I'm wondering why this piece of code doesn't type-check:

{-# LANGUAGE ScopedTypeVariables, Rank2Types, RankNTypes #-}
{-# OPTIONS -fglasgow-exts #-}

module Main where

foo :: [forall a. a]
foo = [1]

ghc complains:

Could not deduce (Num a) from the context ()
  arising from the literal `1' at exist5.hs:7:7

Given that:

Prelude> :t 1
1 :: (Num t) => t
Prelude> 

it seems that the (Num t) context can't match the () context of arg. The point I can't understand is that since () is more general than (Num t), the latter should and inclusion of the former. Has this anything to do with lack of Haskell support for sub-typing?

Thank you for any comment on this.

Answer 1

You're not using existential quantification here. You're using rank N types.

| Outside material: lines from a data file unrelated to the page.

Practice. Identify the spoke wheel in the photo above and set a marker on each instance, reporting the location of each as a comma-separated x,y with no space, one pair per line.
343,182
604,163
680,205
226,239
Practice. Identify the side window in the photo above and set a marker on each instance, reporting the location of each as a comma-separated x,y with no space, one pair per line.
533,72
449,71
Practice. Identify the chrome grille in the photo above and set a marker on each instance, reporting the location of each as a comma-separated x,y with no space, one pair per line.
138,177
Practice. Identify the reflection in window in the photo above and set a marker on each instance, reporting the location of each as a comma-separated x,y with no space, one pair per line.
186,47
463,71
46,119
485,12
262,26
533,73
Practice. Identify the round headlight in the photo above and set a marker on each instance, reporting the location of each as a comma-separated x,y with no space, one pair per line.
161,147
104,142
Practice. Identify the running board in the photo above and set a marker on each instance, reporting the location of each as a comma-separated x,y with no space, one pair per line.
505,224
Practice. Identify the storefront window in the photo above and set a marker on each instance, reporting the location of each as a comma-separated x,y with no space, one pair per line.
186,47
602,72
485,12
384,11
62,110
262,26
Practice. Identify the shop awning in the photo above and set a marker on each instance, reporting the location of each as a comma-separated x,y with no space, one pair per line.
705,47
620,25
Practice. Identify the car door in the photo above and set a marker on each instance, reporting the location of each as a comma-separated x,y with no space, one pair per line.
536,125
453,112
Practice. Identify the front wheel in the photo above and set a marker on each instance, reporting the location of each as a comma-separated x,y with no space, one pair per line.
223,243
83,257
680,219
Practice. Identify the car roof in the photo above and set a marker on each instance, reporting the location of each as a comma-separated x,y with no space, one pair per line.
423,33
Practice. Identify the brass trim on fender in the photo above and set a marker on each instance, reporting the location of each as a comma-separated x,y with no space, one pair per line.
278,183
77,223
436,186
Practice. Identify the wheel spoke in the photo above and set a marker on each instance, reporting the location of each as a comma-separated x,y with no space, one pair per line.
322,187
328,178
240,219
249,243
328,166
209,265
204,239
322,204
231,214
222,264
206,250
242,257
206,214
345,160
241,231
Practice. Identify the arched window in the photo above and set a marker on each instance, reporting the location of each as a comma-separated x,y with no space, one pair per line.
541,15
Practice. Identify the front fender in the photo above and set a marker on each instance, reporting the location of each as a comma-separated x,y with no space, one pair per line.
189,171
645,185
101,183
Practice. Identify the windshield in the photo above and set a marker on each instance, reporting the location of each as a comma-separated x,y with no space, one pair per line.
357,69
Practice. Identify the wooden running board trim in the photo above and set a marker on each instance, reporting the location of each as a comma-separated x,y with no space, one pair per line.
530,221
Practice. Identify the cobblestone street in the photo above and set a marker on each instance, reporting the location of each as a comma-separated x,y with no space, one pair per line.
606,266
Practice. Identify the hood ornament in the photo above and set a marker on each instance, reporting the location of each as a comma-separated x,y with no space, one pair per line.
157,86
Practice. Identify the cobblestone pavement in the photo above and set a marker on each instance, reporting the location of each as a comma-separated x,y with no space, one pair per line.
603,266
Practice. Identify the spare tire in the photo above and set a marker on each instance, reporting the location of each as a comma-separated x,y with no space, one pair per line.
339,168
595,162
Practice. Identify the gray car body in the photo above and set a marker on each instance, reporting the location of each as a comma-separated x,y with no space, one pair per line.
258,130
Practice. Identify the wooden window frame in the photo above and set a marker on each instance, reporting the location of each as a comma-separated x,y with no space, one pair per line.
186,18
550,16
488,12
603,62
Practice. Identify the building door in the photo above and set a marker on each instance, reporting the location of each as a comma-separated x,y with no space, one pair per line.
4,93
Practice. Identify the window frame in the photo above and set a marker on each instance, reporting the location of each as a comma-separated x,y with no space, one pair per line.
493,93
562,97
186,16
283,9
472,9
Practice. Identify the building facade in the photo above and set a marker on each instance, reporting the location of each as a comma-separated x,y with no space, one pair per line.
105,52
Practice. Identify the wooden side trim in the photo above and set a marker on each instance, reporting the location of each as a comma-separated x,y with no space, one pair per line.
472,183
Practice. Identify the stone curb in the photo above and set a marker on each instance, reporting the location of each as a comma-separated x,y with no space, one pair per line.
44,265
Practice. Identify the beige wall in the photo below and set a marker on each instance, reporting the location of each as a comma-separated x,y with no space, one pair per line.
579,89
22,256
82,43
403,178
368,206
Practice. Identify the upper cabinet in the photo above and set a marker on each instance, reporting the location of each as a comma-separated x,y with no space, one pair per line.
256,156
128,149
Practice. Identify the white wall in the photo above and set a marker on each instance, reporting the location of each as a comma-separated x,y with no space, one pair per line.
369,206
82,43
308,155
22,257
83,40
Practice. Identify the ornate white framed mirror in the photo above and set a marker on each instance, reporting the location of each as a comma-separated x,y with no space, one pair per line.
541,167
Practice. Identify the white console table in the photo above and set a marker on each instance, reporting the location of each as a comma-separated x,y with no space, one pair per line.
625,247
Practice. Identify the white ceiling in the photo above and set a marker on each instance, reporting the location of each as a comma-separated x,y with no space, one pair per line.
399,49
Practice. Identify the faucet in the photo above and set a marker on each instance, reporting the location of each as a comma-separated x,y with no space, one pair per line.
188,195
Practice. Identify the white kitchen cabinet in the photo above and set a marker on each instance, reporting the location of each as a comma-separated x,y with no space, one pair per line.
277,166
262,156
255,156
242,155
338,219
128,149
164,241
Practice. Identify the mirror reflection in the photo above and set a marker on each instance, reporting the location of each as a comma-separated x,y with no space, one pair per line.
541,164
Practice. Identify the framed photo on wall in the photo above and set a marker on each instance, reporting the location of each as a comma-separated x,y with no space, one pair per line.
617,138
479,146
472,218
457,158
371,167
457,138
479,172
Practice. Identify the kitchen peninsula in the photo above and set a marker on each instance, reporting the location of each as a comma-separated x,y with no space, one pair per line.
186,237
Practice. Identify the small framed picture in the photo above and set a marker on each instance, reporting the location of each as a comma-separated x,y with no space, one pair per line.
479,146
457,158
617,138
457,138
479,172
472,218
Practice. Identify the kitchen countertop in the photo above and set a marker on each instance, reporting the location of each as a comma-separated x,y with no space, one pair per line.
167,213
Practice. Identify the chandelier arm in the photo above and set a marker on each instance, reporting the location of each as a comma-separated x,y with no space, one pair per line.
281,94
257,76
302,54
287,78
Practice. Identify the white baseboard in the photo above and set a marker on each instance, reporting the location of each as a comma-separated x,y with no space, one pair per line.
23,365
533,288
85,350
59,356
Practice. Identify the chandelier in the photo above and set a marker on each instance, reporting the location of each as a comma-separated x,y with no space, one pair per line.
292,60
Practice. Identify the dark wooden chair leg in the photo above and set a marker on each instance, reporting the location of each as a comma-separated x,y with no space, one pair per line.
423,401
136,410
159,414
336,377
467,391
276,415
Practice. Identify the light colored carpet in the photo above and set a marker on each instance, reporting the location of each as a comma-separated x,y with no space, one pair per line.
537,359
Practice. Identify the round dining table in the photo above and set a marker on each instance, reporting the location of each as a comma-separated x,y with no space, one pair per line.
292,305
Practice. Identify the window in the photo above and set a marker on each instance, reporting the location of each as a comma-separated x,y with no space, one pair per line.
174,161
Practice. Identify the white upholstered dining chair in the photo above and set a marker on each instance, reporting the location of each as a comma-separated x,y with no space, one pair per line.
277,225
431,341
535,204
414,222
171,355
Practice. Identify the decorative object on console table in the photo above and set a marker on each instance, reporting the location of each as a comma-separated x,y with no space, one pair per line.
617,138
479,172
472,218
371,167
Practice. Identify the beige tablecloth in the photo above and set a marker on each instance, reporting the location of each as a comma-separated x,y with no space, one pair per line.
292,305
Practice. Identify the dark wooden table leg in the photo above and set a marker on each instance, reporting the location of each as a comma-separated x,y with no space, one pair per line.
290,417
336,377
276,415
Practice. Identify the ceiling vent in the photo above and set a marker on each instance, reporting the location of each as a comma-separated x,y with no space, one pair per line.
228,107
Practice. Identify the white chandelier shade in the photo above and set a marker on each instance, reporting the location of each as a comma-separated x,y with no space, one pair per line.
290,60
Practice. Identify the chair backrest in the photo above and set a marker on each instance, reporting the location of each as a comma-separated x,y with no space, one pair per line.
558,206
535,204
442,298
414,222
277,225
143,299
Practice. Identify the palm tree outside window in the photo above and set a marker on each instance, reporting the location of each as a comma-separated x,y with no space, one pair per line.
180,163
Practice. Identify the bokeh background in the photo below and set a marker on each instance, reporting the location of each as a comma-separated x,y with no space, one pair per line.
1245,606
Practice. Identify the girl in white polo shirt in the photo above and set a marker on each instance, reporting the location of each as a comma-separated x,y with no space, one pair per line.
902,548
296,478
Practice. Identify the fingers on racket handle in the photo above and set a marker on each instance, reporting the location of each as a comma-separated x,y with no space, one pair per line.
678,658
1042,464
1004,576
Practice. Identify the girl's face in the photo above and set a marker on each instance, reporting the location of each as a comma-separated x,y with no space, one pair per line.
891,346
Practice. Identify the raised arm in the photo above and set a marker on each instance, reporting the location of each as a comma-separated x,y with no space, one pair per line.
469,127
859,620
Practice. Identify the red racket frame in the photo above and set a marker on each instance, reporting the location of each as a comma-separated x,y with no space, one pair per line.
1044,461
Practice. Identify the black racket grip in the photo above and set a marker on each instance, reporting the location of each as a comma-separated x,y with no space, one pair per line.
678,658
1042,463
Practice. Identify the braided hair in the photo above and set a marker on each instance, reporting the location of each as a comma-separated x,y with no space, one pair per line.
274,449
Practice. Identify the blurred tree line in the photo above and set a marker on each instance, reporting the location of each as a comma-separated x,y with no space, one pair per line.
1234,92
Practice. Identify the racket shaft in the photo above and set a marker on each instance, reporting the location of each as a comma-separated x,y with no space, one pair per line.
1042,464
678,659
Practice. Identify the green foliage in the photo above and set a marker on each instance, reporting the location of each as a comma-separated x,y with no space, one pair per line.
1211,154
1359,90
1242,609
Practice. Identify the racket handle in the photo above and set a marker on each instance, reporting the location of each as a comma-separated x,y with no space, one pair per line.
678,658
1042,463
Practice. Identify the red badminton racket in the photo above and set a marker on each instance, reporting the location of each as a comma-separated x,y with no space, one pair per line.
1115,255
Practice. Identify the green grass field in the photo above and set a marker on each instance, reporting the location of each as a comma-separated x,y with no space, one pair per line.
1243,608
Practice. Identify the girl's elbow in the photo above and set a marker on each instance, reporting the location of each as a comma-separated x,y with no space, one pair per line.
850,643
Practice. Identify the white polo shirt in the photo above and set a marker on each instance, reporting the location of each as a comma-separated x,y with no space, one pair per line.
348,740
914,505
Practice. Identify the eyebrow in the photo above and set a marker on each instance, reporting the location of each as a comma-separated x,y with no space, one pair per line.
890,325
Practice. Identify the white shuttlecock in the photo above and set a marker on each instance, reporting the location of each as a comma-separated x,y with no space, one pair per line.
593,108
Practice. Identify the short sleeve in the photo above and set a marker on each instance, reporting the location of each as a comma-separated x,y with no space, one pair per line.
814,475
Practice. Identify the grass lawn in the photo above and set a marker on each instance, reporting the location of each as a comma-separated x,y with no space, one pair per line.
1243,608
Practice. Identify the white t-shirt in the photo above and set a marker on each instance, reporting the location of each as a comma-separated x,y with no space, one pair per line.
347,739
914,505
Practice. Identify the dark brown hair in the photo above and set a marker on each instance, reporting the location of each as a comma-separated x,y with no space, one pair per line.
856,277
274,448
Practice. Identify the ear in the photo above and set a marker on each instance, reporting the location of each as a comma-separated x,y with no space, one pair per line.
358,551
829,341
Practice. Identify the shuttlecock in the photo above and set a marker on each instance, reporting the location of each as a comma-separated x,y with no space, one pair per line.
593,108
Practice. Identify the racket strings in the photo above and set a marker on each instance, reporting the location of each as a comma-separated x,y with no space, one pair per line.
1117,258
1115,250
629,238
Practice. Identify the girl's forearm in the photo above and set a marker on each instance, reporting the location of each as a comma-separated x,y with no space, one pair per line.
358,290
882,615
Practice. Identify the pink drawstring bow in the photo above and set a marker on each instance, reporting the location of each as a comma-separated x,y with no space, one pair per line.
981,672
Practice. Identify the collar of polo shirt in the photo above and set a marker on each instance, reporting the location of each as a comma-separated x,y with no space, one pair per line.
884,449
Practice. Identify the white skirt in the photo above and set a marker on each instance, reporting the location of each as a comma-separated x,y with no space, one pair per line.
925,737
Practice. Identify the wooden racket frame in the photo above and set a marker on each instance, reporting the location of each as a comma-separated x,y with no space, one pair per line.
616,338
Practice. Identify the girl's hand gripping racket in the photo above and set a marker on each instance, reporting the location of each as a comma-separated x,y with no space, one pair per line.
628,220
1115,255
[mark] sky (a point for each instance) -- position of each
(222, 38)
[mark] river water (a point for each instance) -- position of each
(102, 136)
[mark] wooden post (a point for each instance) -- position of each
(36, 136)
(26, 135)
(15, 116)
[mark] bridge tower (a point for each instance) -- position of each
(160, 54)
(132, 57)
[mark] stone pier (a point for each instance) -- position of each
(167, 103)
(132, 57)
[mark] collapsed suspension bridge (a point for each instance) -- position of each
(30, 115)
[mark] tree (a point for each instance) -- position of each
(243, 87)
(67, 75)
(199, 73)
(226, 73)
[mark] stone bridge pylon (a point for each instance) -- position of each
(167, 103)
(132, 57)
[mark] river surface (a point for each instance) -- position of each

Here [forall a. a] means that every element must have every possible type (not any, every). So [undefined, undefined] would be a valid list of that type and that's basically it.

To expand on that a bit: if a list has type [forall a. a] that means that all the elements have type forall a. a. That means that any function that takes any kind of argument, can take an element of that list as argument. This is no longer true if you put in an element which has a more specific type than forall a. a, so you can't.

To get a list which can contain any type, you need to define your own list type with existential quantification. Like so:

data MyList = Nil | forall a. Cons a MyList
foo :: MyList
foo = Cons 1 Nil

Of course unless you restrain element types to at least instantiate Show, you can't do anything with a list of that type.